October 18, 2013
Canadian recognition of EU safety standards, more exports from Canada to Europe part of CETA
That French car you’ve wanted for so very long may be a possibility once a detailed free trade agreement between Canada and Europe is ratified in about two years time.
The agreement, announced in principle in Brussels today by Canadian Prime Minister Stephen Harper and European Commission President Jose Manuel Barroso, has a number of positive changes for the automotive sector from both industrial and enthusiast standpoints.
While the details of the Comprehensive Economic and Trade Agreement (CETA) are sealed as lawyers still need to go over the language, both parties have revealed some interesting details of the agreement.
What Canada Gets From Europe
All free trade agreements are a give-and-take affair. Due to Canada’s high ratio of exports (85-percent of passenger vehicles built in Canada are exported to other markets), it should be no surprise most of the benefits Canada will see have to do with opening up the European market to Canada-built vehicles and automotive parts.
From Government of Canada:
The automotive sector is a key driver of Canada’s economy and employs more than 115,000 highly skilled Canadians across the country. The Canadian auto industry is highly dependent on trade, with around 85 per cent of auto production exported every year. CETA provides historic new market access opportunities for the automotive sector and will allow significant increases of exports to Europe. The removal of tariffs along with flexible rules of origin will benefit vehicle and auto parts producers alike.
For passenger vehicles, the EU’s 10 per cent tariff will be eliminated, providing Canada’s auto makers with a competitive advantage in the EU market that few other countries have.
CETA will also benefit Canada’s lucrative auto parts sector, not only because the sector will be incorporated into the Agreement, but also because CETA will eliminate EU tariffs on auto parts, which run up to 4.5 per cent. This means that Canadian auto parts producers will have an important advantage over competitors in other countries.
In addition, CETA includes rules of origin which reflect Canada’s place within the integrated North American automotive industry. These provisions are designed to work with Canada’s existing supply chains and allow for up to 100,000 passenger vehicles to be exported to Europe, a twelve-and-a-half fold increase from our current average exports. At the same time, CETA encourages “made in Canada” production by granting unlimited preferential treatment to vehicles with higher Canadian content that are exported to Europe.
Finally, CETA includes forward looking provisions that allow for the adjustment of the rules of origin to provide additional flexibility in the event that the EU strikes free trade deals with other countries, such as the United States.
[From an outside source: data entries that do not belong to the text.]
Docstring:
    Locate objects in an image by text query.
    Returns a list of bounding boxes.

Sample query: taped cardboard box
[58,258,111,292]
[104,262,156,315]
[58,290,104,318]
Taken together, the CETA rules of origin give Canadian producers the opportunity to export to the EU market on a preferential basis now and in the years to come.
What Europe Gets From Canada
There is one major concession Canada has given the European Union and it could make things very interesting for car enthusiasts.
From European Commission:
Automotive sector – Canada will recognise a list of EU car standards and will examine the recognition of further standards. This will make it much easier to export cars to Canada.
And What Does This Mean For Us Car People
While 100,000 units does not seem like a massive number (Nissan produces around 500,000 vehicles per year in Tennessee), it is still significantly more than the 8,000 units the Canadian government currently says they are allowed to export.
The biggest change will be in tariffs. Manufacturers from Europe will (hopefully) be able to sell their vehicles for less in Canada, allowing more customers to purchase European produced vehicles. The same will be true for vehicles built in Canada for export (the Ford Edge is expected to be sold globally soon, built in Ontario).
However, the recognition of car standards will be the big money saver for European manufacturers and opens the door for vehicles like the Volkswagen Scirocco to be sold in Canada without having to meet certain Canadian vehicle standards.
We’ll have more on this as it develops.